In the European Union (EU), Compassionate use is a treatment option that allows the use of an unauthorised medicine. Under strict conditions, products in development can be made available to groups of patients who have a disease with no satisfactory authorised therapies and who cannot enter clinical trials. These programmes are only put in place if the medicine is expected to help patients with life-threatening, long-lasting or seriously debilitating illnesses, which cannot be treated satisfactorily with any currently authorised medicine.The medicine must be undergoing clinical trials or have entered the marketing-authorisation application process and while early studies will generally have been completed, its safety profile and dosage guidelines may not be fully established.
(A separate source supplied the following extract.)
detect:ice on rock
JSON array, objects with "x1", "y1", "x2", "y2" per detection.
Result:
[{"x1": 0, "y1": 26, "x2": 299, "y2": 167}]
The European Medicines Agency (EMA) provides recommendations through the Committee for Medicinal Products for Human Use (CHMP), but these do not create a legal framework. Compassionate use programmes are coordinated and implemented by Member States, which set their own rules and procedures.National competent authorities can ask EMA for an opinion on how to administer, distribute and use certain medicines for compassionate use. The CHMP also identifies which patients would benefit, and Member States should take note of these recommendations when making decisions.
In the United States, there is also a similar policy which is called "compassionate use" or "Expanded Access". It is a potential pathway for a patient with a serious or immediately life-threatening disease or condition to gain access to an investigational medical product (drug, biologic, or medical device) for treatment outside of clinical trials when no comparable or satisfactory alternative therapy options are available.